RT-PCR was performed to evaluate the expression of BMP-2 and chordin, using the housekeeping gene GAPDH (glyceraldehyde 3-phosphate dehydrogenase) as an internal control. cDNA was generated using the High Capacity cDNA reverse transcription Kit (Applied Biosystems, Warrington, UK). PCR was performed using the Invitrogen Platinum Taq (Invitrogen) method, in accordance with the manufacturer's instructions. The PCR primers were designed on the basis of the published human gene sequences (Table 1; Invitrogen). PCR amplication was performed using an MJ Research PTC-2000 Peltier thermal cycler (GMI, Ramsey, MN, USA) in the following sequence: denaturation at 94°C for 90 seconds followed by a specific number cycles of denaturation (Table 1) at 94°C for 30 seconds, annealing at the temperature shown below for each specific primer for 30 seconds, and extension at 72°C for 6 seconds followed by a last extension at 72°C for 10 minutes (Table 1). A 20 μl aliquot of the PCR product was added to 10 μl loading buffer (consisting of 50% glycerol, 0.2 mol/l EDTA [pH 8.0] and 0.05% bromophenol blue), and the resulting solution electrophoresed on 2% agarose gel stained with GelRed nucleic acid stain (Cambridge Biosciences, Cambridge, UK). As well as the tested samples, a 100 base pair DNA ladder (Hyperladder IV; Bioline, London, UK), a positive control prepared from the reverse transcription of human total RNA (Promega UK, Southampton, UK) and a negative control of molecular biology grade water were also included on each gel. Photographs of the gel were taken under ultraviolet light with a Syngene high-resolution camera (Synoptics, Cambridge, UK) and images acquired and stored with a Genesnap software (Syngene, Cambridge, UK).

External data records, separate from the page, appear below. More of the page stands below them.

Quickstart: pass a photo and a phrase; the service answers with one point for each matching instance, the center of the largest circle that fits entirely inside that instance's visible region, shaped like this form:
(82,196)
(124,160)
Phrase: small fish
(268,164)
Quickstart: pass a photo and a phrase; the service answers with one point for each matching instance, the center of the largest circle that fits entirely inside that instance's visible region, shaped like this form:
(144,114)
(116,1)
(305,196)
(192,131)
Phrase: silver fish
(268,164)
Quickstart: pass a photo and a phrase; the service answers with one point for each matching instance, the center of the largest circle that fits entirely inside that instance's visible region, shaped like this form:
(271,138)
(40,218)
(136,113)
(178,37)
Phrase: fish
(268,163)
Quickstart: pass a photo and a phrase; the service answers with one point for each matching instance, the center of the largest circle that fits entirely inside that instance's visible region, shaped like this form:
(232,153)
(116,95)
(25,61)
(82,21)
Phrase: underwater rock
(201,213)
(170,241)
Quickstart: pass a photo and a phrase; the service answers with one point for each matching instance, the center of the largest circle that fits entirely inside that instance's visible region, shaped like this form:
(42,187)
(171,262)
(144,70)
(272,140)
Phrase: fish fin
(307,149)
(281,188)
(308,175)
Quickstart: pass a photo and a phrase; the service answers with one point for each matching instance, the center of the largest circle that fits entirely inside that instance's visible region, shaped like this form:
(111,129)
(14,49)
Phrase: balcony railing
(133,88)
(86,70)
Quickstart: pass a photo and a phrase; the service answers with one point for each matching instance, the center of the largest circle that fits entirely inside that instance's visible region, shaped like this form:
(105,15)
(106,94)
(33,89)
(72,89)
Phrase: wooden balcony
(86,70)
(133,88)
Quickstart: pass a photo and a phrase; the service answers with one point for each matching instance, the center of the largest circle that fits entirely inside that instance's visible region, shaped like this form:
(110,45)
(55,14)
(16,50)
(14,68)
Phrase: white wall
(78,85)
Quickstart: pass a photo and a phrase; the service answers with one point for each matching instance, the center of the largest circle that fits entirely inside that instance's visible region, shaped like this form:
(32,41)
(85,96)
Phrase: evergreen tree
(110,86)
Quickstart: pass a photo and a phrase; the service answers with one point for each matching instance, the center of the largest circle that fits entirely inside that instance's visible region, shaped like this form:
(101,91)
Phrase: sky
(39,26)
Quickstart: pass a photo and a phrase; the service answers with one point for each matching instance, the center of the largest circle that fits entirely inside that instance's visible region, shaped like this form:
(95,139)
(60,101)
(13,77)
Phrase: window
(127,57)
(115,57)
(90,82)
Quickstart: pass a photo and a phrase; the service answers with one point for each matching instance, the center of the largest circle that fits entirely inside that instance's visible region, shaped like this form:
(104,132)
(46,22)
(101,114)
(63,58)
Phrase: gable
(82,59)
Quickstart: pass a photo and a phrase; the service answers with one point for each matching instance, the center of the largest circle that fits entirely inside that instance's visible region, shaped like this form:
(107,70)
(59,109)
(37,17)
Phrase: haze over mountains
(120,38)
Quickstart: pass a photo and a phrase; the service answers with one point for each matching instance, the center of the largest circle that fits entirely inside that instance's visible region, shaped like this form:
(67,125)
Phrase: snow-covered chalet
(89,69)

The data are expressed as mean ± standard deviation and were analyzed using the statistical package SPSS 13.0 for Windows (SPSS Inc., Chicago, IL, USA). Statistical analyses were performed using analysis of variance, followed by the Gabriel post hoc test, with P < 0.05 considered to be statistically significant.

MSCs were cultured in BM or OM for 20 days. The usual change in phenotype of MSCs from spindle-shaped cells (when cultured in BM) to more cuboidal-shaped cells (when cultured in OM) was noted. The osteogenic phenotype of MSCs was confirmed by the increase in ALP activity at day 10 (Figure 1) and positive Alizarin Red staining at day 21 for cells cultured in OM, but not BM (Figure 1). These data confirm the ability of human MSCs to undergo osteogenesis in response to OM.

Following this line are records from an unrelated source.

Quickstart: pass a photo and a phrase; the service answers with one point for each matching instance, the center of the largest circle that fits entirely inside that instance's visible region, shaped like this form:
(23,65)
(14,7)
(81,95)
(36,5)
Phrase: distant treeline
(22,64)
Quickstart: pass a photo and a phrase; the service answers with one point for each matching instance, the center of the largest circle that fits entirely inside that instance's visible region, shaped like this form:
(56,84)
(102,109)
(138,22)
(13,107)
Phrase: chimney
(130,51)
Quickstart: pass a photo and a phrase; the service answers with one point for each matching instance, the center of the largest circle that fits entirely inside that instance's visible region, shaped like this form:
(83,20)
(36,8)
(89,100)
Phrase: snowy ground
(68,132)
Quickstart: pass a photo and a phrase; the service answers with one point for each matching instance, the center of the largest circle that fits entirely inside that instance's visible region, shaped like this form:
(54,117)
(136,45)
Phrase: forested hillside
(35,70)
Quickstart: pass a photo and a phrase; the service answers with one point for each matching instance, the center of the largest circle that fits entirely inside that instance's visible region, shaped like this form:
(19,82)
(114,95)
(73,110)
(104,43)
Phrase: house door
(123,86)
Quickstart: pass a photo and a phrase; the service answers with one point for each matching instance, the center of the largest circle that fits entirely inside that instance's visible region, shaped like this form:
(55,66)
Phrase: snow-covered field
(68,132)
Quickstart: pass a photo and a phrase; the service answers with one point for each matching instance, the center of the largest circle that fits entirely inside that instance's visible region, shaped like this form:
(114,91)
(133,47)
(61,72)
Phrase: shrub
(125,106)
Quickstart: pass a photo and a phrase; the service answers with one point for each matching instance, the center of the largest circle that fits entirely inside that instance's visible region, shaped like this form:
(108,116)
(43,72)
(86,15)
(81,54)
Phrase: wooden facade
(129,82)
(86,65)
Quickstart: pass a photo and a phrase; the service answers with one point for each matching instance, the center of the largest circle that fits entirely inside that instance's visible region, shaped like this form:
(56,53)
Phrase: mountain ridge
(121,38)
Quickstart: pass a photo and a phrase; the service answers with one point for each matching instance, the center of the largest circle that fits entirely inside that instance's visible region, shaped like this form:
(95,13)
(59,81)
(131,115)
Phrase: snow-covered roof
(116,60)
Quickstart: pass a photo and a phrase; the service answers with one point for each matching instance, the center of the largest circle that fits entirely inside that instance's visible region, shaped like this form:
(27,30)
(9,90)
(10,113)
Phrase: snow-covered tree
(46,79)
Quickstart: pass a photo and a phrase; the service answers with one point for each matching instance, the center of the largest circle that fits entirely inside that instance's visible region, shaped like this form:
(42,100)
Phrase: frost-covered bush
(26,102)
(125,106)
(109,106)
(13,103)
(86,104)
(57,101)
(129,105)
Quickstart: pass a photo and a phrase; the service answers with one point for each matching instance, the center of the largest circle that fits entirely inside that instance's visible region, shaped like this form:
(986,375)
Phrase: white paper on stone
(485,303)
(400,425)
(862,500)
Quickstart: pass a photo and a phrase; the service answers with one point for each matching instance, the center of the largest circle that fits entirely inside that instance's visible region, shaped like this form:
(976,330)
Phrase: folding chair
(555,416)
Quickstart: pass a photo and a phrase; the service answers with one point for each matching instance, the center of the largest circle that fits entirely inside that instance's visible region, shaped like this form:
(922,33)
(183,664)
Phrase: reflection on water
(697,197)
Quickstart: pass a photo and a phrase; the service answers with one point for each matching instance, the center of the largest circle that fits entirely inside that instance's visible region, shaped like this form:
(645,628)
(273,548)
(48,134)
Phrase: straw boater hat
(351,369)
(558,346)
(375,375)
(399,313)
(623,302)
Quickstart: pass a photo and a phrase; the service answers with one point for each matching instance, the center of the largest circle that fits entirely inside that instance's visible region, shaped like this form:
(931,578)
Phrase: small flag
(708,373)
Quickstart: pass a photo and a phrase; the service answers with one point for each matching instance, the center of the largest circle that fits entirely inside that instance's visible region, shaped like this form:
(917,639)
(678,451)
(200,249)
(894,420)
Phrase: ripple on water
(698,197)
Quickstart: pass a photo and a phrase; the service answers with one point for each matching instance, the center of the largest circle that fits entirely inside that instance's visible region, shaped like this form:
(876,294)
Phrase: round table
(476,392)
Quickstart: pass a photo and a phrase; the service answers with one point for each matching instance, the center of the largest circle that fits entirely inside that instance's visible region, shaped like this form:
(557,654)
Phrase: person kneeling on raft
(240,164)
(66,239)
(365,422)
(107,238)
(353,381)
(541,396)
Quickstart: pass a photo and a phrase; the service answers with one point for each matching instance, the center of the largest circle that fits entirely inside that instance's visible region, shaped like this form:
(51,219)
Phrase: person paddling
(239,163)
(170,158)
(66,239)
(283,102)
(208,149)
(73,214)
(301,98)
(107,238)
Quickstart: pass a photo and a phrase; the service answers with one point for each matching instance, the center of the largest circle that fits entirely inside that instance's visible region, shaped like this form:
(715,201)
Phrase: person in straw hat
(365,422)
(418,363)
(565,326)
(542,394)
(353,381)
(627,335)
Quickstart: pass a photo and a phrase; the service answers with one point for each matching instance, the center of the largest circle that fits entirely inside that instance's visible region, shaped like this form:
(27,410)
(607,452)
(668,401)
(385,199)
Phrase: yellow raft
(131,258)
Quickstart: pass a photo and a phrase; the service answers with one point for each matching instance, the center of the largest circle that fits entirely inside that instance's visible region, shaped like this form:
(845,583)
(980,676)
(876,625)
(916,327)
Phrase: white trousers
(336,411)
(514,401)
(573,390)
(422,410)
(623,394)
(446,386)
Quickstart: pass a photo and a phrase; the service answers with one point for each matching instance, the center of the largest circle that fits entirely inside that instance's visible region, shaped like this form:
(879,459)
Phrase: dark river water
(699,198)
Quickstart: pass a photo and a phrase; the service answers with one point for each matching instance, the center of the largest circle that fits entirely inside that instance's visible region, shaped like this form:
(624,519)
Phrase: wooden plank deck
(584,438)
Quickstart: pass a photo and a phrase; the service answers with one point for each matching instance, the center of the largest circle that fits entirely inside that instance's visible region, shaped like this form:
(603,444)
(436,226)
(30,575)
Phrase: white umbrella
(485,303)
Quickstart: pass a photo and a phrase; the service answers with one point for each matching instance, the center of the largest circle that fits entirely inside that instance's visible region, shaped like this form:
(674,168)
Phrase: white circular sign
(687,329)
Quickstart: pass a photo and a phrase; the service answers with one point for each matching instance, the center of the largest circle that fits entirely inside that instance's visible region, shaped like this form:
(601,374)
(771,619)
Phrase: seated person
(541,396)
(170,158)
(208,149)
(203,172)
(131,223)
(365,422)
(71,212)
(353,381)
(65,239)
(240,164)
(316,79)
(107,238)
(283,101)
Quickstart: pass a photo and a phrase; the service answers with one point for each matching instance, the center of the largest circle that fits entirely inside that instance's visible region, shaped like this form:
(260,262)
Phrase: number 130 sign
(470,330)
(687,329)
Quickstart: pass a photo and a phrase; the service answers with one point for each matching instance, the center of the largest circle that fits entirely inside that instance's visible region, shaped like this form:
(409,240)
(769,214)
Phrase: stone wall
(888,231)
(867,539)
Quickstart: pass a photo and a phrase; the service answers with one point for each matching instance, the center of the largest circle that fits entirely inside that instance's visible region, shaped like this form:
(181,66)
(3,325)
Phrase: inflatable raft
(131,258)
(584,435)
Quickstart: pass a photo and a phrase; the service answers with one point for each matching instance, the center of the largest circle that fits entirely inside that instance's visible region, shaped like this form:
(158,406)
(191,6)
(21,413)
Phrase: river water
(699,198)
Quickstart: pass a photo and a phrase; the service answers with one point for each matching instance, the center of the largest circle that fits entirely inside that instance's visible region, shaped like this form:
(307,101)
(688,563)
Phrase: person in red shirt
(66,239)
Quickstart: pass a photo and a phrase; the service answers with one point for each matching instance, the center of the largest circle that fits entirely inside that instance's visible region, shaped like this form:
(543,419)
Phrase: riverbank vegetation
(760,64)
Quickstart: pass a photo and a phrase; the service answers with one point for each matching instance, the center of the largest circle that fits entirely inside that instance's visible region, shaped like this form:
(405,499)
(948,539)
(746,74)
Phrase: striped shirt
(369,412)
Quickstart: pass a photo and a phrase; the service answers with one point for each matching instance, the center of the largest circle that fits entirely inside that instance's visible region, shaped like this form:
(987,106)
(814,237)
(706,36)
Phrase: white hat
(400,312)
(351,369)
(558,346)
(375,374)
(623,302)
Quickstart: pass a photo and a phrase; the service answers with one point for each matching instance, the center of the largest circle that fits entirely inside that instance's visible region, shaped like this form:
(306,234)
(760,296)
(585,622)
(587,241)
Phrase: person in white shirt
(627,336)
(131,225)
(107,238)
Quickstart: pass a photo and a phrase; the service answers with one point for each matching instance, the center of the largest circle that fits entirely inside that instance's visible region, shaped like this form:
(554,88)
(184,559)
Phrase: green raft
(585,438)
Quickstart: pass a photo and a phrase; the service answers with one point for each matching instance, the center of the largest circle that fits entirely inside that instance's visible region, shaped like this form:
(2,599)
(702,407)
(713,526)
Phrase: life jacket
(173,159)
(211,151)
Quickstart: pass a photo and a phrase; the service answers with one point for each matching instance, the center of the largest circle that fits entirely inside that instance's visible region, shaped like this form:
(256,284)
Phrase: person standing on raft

BMP-2 expression was weakly detectable in MSCs exposed to 5 and 10 days of BM (Figure 2a). Osteogenic differentiation induced an increase in the expression of BMP-2 (Figure 2a). Chordin mRNA expression was not detectable by RT-PCR when the MSCs were cultured in BM. However, there was detectable expression of chordin transcripts in MSCs cultured in OM, with an apparent increased expression at day 10 compared with day 5 (Figure 2a).

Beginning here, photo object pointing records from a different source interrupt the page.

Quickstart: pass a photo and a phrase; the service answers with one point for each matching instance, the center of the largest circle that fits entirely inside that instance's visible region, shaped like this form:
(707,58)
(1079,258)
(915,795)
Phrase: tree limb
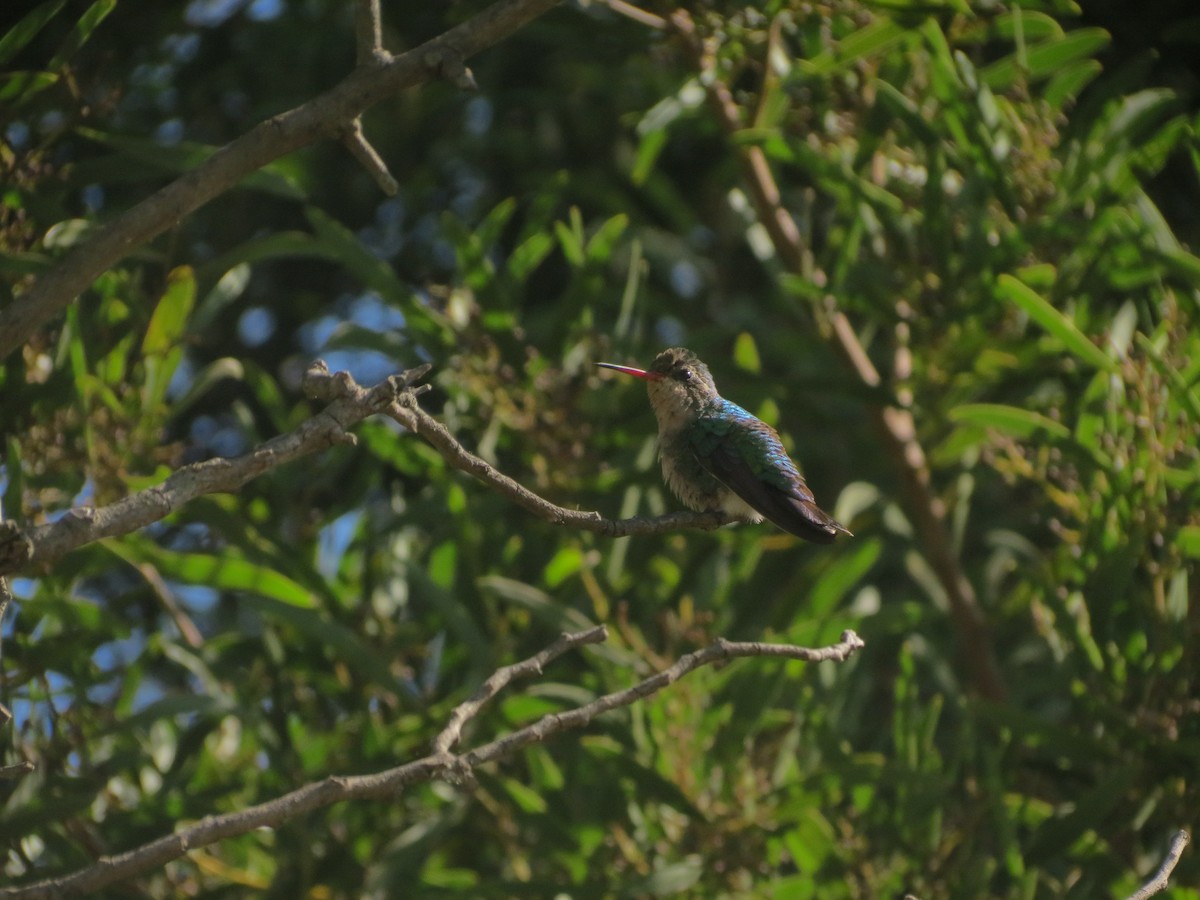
(1158,883)
(324,115)
(348,405)
(439,437)
(442,763)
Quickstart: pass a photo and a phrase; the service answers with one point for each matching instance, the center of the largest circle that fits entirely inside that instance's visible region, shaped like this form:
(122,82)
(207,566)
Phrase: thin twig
(319,118)
(499,679)
(16,769)
(1158,883)
(369,34)
(45,544)
(361,149)
(351,403)
(436,433)
(109,870)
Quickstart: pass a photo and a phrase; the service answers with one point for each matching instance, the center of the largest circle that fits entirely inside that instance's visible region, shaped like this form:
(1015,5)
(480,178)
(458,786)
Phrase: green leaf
(1187,540)
(169,319)
(88,23)
(570,244)
(275,178)
(1012,420)
(223,573)
(1041,311)
(529,255)
(745,353)
(27,29)
(340,641)
(865,42)
(601,244)
(1045,59)
(15,85)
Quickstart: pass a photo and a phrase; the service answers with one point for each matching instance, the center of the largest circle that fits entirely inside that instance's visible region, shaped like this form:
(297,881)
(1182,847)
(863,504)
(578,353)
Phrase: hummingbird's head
(677,382)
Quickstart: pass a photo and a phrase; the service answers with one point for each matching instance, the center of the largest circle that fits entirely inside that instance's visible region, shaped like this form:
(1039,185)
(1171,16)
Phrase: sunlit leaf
(1057,324)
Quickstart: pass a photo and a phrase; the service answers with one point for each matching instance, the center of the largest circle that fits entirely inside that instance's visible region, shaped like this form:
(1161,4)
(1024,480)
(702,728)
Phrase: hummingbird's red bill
(630,370)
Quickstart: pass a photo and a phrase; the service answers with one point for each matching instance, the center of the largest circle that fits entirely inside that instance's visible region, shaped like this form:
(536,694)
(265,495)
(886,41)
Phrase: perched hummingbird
(718,457)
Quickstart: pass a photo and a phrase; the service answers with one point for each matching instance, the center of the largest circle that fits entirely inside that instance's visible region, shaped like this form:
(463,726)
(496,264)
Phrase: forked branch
(439,765)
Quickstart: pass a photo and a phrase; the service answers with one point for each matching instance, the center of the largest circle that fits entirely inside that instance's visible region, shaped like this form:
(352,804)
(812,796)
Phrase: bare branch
(1158,883)
(319,118)
(369,34)
(436,433)
(503,677)
(637,15)
(358,144)
(348,405)
(388,784)
(894,423)
(45,544)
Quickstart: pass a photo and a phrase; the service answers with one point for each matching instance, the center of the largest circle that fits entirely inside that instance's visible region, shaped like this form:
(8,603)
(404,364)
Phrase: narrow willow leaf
(1048,317)
(1011,420)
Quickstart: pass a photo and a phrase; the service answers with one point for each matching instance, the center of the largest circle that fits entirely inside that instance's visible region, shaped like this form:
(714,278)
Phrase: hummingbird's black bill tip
(628,370)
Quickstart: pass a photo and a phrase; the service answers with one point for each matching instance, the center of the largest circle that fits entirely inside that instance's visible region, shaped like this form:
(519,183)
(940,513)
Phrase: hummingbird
(719,457)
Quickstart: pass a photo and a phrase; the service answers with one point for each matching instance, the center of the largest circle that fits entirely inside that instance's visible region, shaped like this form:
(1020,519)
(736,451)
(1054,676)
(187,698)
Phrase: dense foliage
(1000,202)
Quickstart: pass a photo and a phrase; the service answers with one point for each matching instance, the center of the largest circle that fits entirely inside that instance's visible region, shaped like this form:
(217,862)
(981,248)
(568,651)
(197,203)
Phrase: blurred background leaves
(1005,196)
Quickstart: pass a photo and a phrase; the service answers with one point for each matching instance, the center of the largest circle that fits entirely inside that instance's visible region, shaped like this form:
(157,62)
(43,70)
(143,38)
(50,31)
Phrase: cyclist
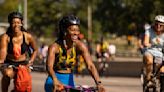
(14,45)
(62,57)
(153,37)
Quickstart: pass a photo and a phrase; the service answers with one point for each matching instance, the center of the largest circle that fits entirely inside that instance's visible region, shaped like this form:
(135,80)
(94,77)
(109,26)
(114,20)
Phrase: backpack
(23,79)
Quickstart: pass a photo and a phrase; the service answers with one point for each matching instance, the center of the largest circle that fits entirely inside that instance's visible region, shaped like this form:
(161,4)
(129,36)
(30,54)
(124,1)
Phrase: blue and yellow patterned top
(64,60)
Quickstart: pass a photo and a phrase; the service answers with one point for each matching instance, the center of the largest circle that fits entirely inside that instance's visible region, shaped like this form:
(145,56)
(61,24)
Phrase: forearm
(52,74)
(33,56)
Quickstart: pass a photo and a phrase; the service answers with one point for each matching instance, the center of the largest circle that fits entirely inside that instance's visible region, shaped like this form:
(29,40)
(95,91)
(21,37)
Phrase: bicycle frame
(80,89)
(154,77)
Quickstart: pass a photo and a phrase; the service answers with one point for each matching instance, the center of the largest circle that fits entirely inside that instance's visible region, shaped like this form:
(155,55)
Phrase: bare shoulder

To assess the effect of chordin knockdown on osteogenic differentiation, we first determined whether we could transfect siRNA into human MSCs, by using BLOCK-iT Oligo fluorescent siRNA and detecting its presence using a Cytomics FC500 MPL flow cytometer. As measured by fluorescence-labelled siRNA using a flow cytometer, transfection with 100, 200 and 300 nmol/l oligomucleotides respectively resulted in 51%, 91% and 99% efficiencies of transfection (Figure 3). Based on these data, the dose of 300 nmol/l siRNA was used in further experiments to screen the designed candidate siRNAs.

Subsequently, the cells were transfected with chordin-specific siRNA and were cultured for 3 days (for mRNA analysis), 10 days (for mRNA analysis and ALP assay), and 21 days (for calcium deposition assay). After 3 and 10 days of culture, total RNAs were extracted from the human MSCs. RT-PCR analysis showed that the human MSCs transfected with chordin siRNA had undetectable chordin gene expression, whereas the control siRNA cells exhibited detectable chordin mRNA expression (Figure 2b).